Calculating the position of the data to be read in the first array, and recording the position as a third position, wherein the third position = the first position + the second position;

6. A matrix storage and calculation method suitable for GPU hardware as claimed in claim 1, wherein said step 3) comprises matrix addition, matrix subtraction, matrix multiplication and matrix LU decomposition algorithm.
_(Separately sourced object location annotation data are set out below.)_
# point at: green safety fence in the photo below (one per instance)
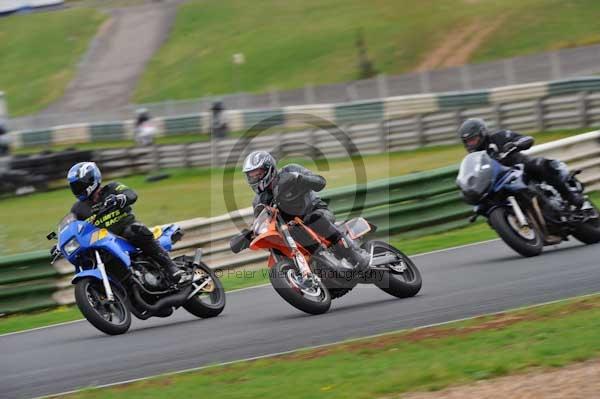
(418, 203)
(27, 282)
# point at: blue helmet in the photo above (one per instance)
(84, 179)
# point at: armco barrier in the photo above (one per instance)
(418, 203)
(533, 106)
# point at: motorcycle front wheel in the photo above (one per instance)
(589, 232)
(112, 318)
(525, 240)
(308, 295)
(210, 300)
(402, 279)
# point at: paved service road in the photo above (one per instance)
(458, 283)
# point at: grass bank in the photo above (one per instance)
(321, 47)
(547, 336)
(39, 53)
(27, 220)
(236, 279)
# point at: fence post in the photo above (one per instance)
(498, 116)
(425, 82)
(155, 158)
(309, 94)
(457, 119)
(351, 92)
(186, 156)
(214, 153)
(582, 105)
(555, 64)
(274, 98)
(3, 109)
(420, 128)
(383, 136)
(539, 114)
(465, 77)
(382, 85)
(509, 71)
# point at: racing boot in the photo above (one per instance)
(176, 274)
(347, 249)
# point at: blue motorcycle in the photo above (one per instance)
(526, 214)
(114, 279)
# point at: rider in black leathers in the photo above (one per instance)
(294, 187)
(476, 137)
(116, 199)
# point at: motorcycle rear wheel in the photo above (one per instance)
(286, 280)
(210, 302)
(404, 282)
(589, 232)
(110, 318)
(527, 243)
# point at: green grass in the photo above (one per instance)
(419, 360)
(97, 145)
(39, 53)
(289, 44)
(27, 220)
(236, 279)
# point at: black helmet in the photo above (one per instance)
(84, 179)
(473, 133)
(260, 168)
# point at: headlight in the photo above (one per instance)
(71, 246)
(261, 229)
(98, 235)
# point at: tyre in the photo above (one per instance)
(402, 279)
(210, 301)
(310, 296)
(110, 318)
(589, 232)
(525, 241)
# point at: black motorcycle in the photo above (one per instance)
(526, 214)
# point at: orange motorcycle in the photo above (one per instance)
(305, 272)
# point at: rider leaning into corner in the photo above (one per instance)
(476, 136)
(115, 200)
(295, 189)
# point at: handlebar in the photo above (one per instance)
(507, 153)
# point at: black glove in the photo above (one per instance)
(96, 208)
(241, 241)
(54, 251)
(508, 147)
(115, 201)
(288, 179)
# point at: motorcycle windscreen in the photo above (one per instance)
(475, 176)
(65, 221)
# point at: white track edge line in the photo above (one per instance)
(258, 286)
(308, 348)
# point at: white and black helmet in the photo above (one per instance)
(260, 169)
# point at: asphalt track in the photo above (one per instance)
(458, 283)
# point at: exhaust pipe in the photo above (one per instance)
(172, 300)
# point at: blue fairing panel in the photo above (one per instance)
(87, 273)
(165, 239)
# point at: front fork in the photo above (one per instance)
(518, 211)
(298, 256)
(105, 282)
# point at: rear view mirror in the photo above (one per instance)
(240, 242)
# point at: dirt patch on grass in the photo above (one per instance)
(460, 44)
(484, 323)
(579, 381)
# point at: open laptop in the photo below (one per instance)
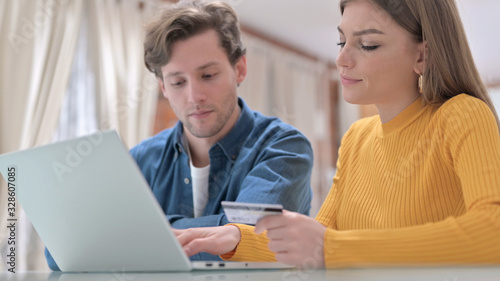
(95, 212)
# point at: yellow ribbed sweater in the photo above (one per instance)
(421, 189)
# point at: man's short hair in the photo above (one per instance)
(186, 19)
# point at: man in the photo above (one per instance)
(220, 150)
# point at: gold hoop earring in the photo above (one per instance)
(420, 84)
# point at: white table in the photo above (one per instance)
(372, 274)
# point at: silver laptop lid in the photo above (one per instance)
(92, 207)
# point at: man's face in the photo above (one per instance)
(200, 84)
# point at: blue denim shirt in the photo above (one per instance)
(261, 160)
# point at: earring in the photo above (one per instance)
(420, 84)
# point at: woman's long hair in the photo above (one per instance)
(450, 69)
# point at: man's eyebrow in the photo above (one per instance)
(207, 65)
(362, 32)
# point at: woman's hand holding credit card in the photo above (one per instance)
(249, 213)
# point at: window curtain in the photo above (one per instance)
(38, 40)
(126, 91)
(69, 67)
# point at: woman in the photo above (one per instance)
(418, 184)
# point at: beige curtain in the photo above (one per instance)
(38, 42)
(296, 89)
(126, 91)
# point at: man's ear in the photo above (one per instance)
(162, 86)
(241, 69)
(421, 60)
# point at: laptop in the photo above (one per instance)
(95, 212)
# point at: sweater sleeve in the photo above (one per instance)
(472, 147)
(252, 246)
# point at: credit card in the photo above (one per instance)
(249, 213)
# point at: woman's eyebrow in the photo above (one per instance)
(363, 32)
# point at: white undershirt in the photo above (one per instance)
(199, 178)
(199, 181)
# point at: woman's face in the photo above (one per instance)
(378, 59)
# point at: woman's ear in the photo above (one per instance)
(421, 58)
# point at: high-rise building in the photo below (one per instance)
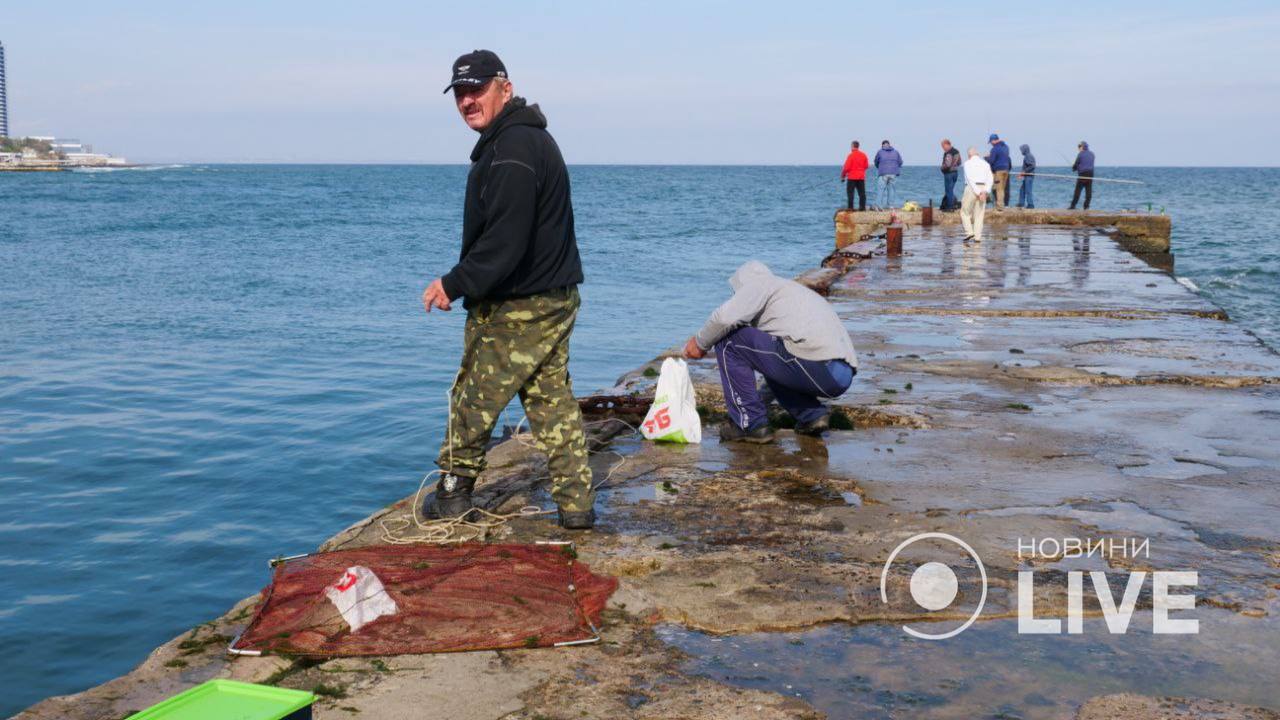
(4, 99)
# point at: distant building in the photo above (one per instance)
(68, 146)
(4, 99)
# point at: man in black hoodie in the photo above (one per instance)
(519, 273)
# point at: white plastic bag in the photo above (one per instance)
(360, 597)
(673, 414)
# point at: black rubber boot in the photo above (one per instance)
(758, 434)
(577, 520)
(816, 427)
(452, 497)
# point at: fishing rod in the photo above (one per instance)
(807, 188)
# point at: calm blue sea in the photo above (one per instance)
(205, 367)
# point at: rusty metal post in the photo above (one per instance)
(845, 228)
(894, 240)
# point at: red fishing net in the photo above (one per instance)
(392, 600)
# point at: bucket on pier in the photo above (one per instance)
(894, 240)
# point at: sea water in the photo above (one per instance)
(205, 367)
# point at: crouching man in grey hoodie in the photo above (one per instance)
(787, 333)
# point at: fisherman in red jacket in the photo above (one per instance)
(854, 174)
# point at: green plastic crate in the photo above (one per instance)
(229, 700)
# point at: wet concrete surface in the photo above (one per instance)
(1040, 384)
(991, 670)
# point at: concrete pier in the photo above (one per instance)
(1043, 383)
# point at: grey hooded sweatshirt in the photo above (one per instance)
(805, 322)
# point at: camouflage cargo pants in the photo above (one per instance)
(521, 345)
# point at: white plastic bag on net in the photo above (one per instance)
(673, 414)
(360, 597)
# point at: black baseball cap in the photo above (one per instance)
(476, 68)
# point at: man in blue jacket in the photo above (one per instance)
(888, 164)
(1000, 165)
(1028, 176)
(1083, 168)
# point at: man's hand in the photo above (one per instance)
(693, 351)
(434, 296)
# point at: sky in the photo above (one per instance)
(691, 82)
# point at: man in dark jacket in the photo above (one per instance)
(1083, 168)
(951, 163)
(888, 164)
(1028, 176)
(519, 273)
(1000, 165)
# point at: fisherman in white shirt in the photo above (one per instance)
(977, 185)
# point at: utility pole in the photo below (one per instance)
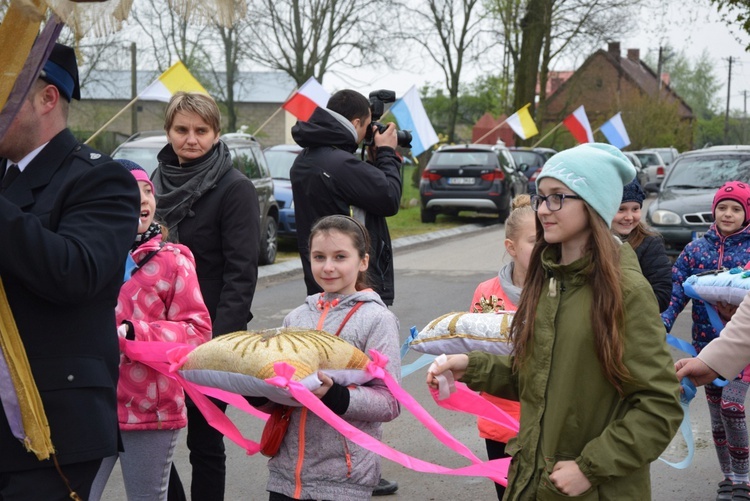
(744, 119)
(729, 93)
(133, 90)
(659, 67)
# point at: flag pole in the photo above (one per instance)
(268, 120)
(491, 130)
(127, 106)
(553, 129)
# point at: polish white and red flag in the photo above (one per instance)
(307, 98)
(578, 125)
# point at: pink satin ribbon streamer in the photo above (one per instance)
(168, 357)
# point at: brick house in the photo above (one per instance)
(258, 95)
(607, 83)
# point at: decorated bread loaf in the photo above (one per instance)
(255, 353)
(463, 332)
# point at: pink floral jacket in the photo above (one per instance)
(163, 302)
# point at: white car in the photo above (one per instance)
(653, 165)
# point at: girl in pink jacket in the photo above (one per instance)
(160, 301)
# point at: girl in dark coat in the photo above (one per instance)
(648, 245)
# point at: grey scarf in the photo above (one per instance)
(178, 187)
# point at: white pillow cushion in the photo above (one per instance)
(728, 286)
(462, 332)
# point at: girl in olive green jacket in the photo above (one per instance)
(599, 396)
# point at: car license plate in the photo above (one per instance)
(461, 180)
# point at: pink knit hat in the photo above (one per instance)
(736, 191)
(138, 172)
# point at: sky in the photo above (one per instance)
(687, 25)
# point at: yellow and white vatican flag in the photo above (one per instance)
(176, 78)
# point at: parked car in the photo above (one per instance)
(653, 164)
(641, 174)
(530, 161)
(470, 177)
(667, 154)
(682, 210)
(280, 159)
(247, 157)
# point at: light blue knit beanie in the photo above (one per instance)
(596, 172)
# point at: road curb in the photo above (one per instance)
(294, 266)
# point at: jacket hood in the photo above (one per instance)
(326, 128)
(713, 235)
(364, 296)
(146, 247)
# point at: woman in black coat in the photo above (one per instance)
(211, 208)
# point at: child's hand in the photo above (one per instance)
(456, 363)
(569, 479)
(327, 383)
(725, 310)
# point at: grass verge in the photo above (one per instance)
(407, 222)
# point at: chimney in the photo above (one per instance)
(614, 49)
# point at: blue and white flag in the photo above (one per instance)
(410, 115)
(614, 130)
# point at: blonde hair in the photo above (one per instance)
(606, 311)
(520, 208)
(197, 103)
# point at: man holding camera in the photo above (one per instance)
(327, 179)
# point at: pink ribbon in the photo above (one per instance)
(497, 469)
(160, 356)
(167, 358)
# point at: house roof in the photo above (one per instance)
(632, 68)
(251, 87)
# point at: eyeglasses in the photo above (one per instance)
(554, 202)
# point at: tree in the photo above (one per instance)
(735, 13)
(448, 30)
(306, 38)
(550, 28)
(696, 83)
(164, 36)
(212, 52)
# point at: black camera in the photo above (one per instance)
(378, 99)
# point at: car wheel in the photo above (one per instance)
(428, 215)
(269, 242)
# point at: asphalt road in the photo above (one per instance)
(433, 278)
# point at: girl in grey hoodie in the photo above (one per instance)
(314, 460)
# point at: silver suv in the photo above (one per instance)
(247, 157)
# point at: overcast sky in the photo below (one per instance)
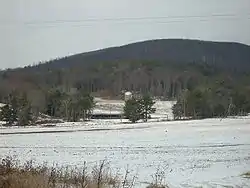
(36, 30)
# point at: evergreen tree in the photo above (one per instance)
(7, 114)
(24, 111)
(132, 110)
(146, 106)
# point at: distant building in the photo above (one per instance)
(127, 95)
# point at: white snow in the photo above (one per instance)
(208, 153)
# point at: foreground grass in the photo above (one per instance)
(28, 175)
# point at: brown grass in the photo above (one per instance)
(12, 175)
(246, 175)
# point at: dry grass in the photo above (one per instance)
(13, 175)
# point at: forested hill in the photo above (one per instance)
(222, 54)
(161, 67)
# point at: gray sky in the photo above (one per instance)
(35, 30)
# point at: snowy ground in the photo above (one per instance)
(208, 153)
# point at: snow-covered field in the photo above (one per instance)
(208, 153)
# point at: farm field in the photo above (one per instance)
(208, 153)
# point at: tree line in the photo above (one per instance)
(219, 100)
(70, 107)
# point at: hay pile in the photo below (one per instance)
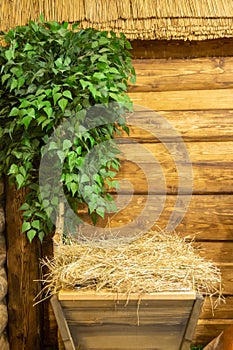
(152, 262)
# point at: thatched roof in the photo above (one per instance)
(138, 19)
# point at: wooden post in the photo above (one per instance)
(23, 267)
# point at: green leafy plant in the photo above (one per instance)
(50, 74)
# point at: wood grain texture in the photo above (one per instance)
(98, 323)
(207, 217)
(193, 126)
(183, 74)
(184, 100)
(157, 168)
(25, 320)
(172, 49)
(208, 329)
(212, 310)
(83, 297)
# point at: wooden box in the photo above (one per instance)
(104, 321)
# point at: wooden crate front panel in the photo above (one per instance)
(107, 325)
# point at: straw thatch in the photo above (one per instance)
(152, 262)
(138, 19)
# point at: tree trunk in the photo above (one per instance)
(25, 320)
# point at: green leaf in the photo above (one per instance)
(56, 97)
(36, 224)
(28, 47)
(67, 61)
(21, 81)
(66, 145)
(67, 94)
(41, 236)
(59, 62)
(26, 121)
(48, 111)
(42, 18)
(9, 54)
(24, 104)
(14, 84)
(94, 44)
(62, 104)
(99, 76)
(84, 83)
(100, 211)
(61, 156)
(5, 77)
(19, 180)
(103, 41)
(53, 145)
(14, 112)
(31, 234)
(24, 206)
(13, 169)
(84, 178)
(25, 226)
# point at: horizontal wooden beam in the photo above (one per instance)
(184, 100)
(183, 74)
(170, 49)
(192, 126)
(205, 217)
(157, 168)
(208, 329)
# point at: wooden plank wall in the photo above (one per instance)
(196, 97)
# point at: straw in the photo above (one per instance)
(152, 262)
(138, 19)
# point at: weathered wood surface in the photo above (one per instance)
(207, 329)
(193, 126)
(98, 322)
(194, 98)
(212, 309)
(148, 166)
(156, 49)
(23, 271)
(208, 217)
(182, 74)
(184, 100)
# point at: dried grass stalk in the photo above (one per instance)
(152, 262)
(138, 19)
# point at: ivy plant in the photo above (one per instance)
(52, 75)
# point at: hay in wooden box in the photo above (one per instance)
(152, 262)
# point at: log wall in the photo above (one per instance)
(195, 98)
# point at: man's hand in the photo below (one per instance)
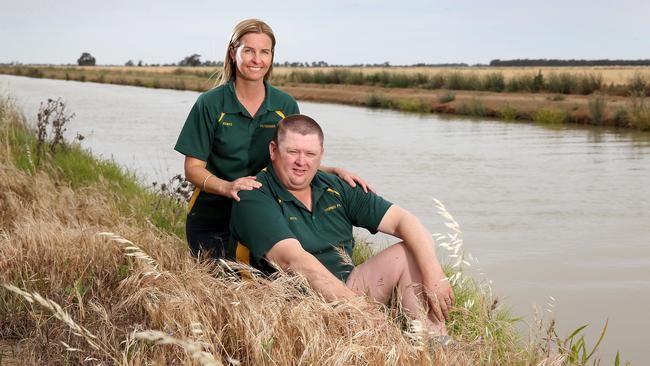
(242, 184)
(440, 296)
(353, 179)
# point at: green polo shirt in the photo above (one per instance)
(270, 214)
(220, 131)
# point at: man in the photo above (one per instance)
(301, 219)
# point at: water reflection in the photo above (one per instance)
(548, 210)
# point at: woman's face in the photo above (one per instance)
(253, 57)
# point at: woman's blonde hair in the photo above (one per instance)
(242, 28)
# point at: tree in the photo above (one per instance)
(86, 59)
(192, 60)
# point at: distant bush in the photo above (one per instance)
(508, 112)
(597, 105)
(637, 85)
(590, 83)
(639, 112)
(414, 106)
(378, 101)
(494, 82)
(621, 117)
(563, 83)
(549, 115)
(446, 98)
(473, 108)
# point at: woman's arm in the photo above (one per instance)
(198, 175)
(348, 177)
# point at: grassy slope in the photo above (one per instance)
(51, 212)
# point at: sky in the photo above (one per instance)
(336, 31)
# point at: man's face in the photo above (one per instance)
(296, 159)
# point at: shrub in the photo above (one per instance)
(378, 101)
(494, 82)
(563, 83)
(414, 106)
(639, 112)
(590, 83)
(436, 81)
(508, 112)
(446, 98)
(637, 85)
(549, 115)
(473, 108)
(621, 117)
(597, 105)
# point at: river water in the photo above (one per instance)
(561, 213)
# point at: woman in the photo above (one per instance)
(226, 135)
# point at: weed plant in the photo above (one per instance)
(639, 115)
(446, 98)
(75, 292)
(597, 104)
(508, 112)
(550, 115)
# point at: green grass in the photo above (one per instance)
(639, 112)
(446, 98)
(550, 115)
(508, 112)
(77, 168)
(597, 104)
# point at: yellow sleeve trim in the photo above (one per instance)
(243, 255)
(333, 191)
(195, 195)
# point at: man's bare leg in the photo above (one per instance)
(390, 268)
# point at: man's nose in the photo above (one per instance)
(300, 160)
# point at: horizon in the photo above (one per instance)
(338, 32)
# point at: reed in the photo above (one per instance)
(123, 289)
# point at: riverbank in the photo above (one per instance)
(599, 108)
(57, 208)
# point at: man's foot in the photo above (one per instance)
(446, 341)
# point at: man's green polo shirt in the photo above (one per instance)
(220, 131)
(270, 214)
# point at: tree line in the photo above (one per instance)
(87, 59)
(571, 62)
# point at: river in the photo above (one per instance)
(561, 212)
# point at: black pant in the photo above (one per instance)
(207, 238)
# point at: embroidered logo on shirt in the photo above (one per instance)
(332, 207)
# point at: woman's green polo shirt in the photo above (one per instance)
(270, 214)
(220, 131)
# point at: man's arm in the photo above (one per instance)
(292, 258)
(404, 225)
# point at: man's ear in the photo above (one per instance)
(273, 149)
(231, 52)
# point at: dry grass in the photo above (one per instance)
(76, 293)
(611, 74)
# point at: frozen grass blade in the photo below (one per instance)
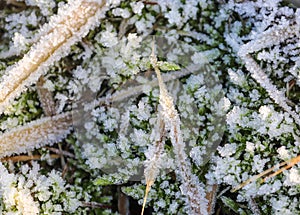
(152, 164)
(72, 22)
(191, 186)
(47, 130)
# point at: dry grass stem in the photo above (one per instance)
(290, 163)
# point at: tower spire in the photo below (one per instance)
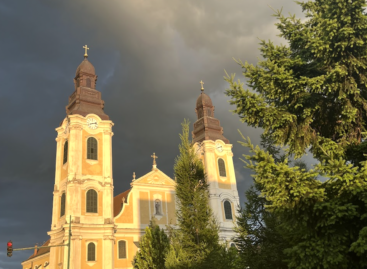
(207, 127)
(86, 51)
(154, 162)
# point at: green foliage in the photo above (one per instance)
(324, 223)
(154, 246)
(197, 237)
(259, 232)
(314, 87)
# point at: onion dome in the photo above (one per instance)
(86, 99)
(207, 127)
(85, 67)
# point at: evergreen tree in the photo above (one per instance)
(259, 232)
(313, 93)
(198, 231)
(316, 86)
(154, 246)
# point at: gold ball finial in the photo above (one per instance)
(154, 157)
(86, 51)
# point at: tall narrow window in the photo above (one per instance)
(92, 148)
(62, 208)
(158, 207)
(227, 210)
(65, 152)
(92, 201)
(122, 249)
(222, 168)
(88, 83)
(91, 252)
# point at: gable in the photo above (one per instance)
(156, 177)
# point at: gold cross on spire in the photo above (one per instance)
(154, 157)
(86, 51)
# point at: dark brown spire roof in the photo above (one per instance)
(206, 127)
(85, 67)
(86, 99)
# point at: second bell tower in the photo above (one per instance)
(216, 153)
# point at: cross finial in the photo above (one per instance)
(86, 51)
(154, 157)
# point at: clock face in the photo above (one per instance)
(92, 123)
(219, 147)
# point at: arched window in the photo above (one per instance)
(91, 252)
(92, 148)
(62, 208)
(65, 152)
(92, 201)
(222, 168)
(88, 82)
(227, 210)
(158, 210)
(122, 249)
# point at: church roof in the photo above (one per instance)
(118, 202)
(41, 251)
(207, 127)
(85, 67)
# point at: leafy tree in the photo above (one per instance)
(313, 93)
(316, 86)
(198, 230)
(154, 246)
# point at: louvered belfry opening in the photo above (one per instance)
(228, 210)
(92, 200)
(92, 150)
(222, 168)
(65, 152)
(91, 252)
(122, 249)
(62, 209)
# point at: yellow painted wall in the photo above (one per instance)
(163, 220)
(127, 211)
(95, 169)
(131, 251)
(64, 170)
(223, 184)
(144, 207)
(84, 201)
(37, 261)
(99, 251)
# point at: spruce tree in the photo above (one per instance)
(154, 246)
(198, 230)
(313, 93)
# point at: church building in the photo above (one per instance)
(106, 228)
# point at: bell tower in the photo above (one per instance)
(215, 151)
(83, 179)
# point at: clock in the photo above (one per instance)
(219, 147)
(92, 123)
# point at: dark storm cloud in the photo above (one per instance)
(149, 57)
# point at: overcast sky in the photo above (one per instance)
(149, 57)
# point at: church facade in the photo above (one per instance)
(106, 229)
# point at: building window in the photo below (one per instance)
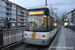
(14, 6)
(13, 24)
(13, 19)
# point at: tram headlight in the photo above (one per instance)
(42, 36)
(26, 34)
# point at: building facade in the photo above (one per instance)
(13, 13)
(70, 17)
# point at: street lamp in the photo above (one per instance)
(46, 2)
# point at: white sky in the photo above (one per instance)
(65, 6)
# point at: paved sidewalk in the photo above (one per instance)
(65, 40)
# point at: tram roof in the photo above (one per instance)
(40, 7)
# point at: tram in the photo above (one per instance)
(42, 25)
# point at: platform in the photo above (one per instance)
(65, 40)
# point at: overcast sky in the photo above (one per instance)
(65, 6)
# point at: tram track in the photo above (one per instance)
(35, 47)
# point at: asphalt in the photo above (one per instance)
(65, 40)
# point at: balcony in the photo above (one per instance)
(9, 16)
(8, 11)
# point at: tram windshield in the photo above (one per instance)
(36, 23)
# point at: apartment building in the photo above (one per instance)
(12, 14)
(73, 16)
(70, 17)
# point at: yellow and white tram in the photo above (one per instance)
(42, 25)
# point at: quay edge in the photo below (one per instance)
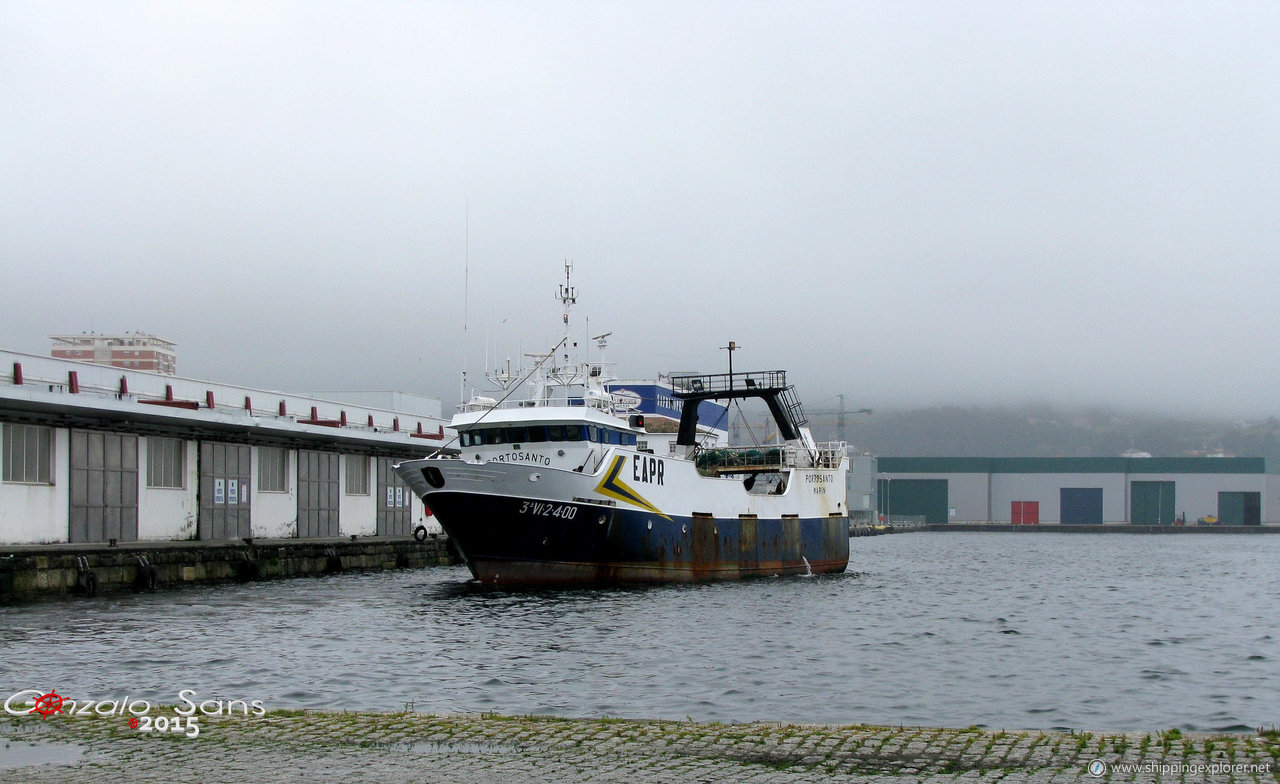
(1128, 528)
(35, 571)
(389, 748)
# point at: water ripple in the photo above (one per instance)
(1107, 633)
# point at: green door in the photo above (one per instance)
(1151, 502)
(1239, 509)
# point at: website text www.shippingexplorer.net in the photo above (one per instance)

7. A method for matrix storage and computation for GPU hardware as in claim 6, where the matrix addition comprises the steps of:

8. a matrix storage and computation method suitable for GPU hardware according to claim 6, characterized in that the matrix multiplication comprises the following steps:

initialization variable v = 0;

Traverse the ith row of the A matrix from 1 to C_Aelement a of_ikfrom 1 to R in jth column of matrix B_Belement b of_kjIf a_ikAnd b_kjV = v + a if both are non-zero elements_ik×b_kj；

obtaining the result C_ij = v。

9. a method for matrix storage and computation for GPU hardware as in claim 6, wherein the LU decomposition algorithm for the matrix comprises the following steps:

Reading the compressed matrix data into a dense matrix D, wherein if a_ijIs a non-zero element d_ij=a_ijOtherwise d_ij=0, all threads of the GPU are synchronized in sequence, and data consistency in the D matrix is guaranteed;

Taking the k-th row element from k to C column element of the D matrix as the k-th row result of the U matrix, wherein if U_kjIs a non-zero element then u_kj = d_kjJ ranges from k +1 to C;

Dividing the elements of the k column from k +1 to R column of the D matrix by D_kkget the k column result of L matrix, wherein if L_ikis a non-zero element_ik = d_ik/d_kkI ranges from k +1 to R;

updating all elements at the lower right side of k column of k row of the D matrix, wherein if l_ikAnd u_kjAll are non-zero elements then d_ij = d_ij - l_ik×u_kjI ranges from k +1 to R, j ranges from k +1 to C;

10. a computer readable storage medium having stored thereon computer instructions, wherein the computer instructions when executed perform the steps of the matrix storage and computation method for GPU hardware of any of claims 1 to 9.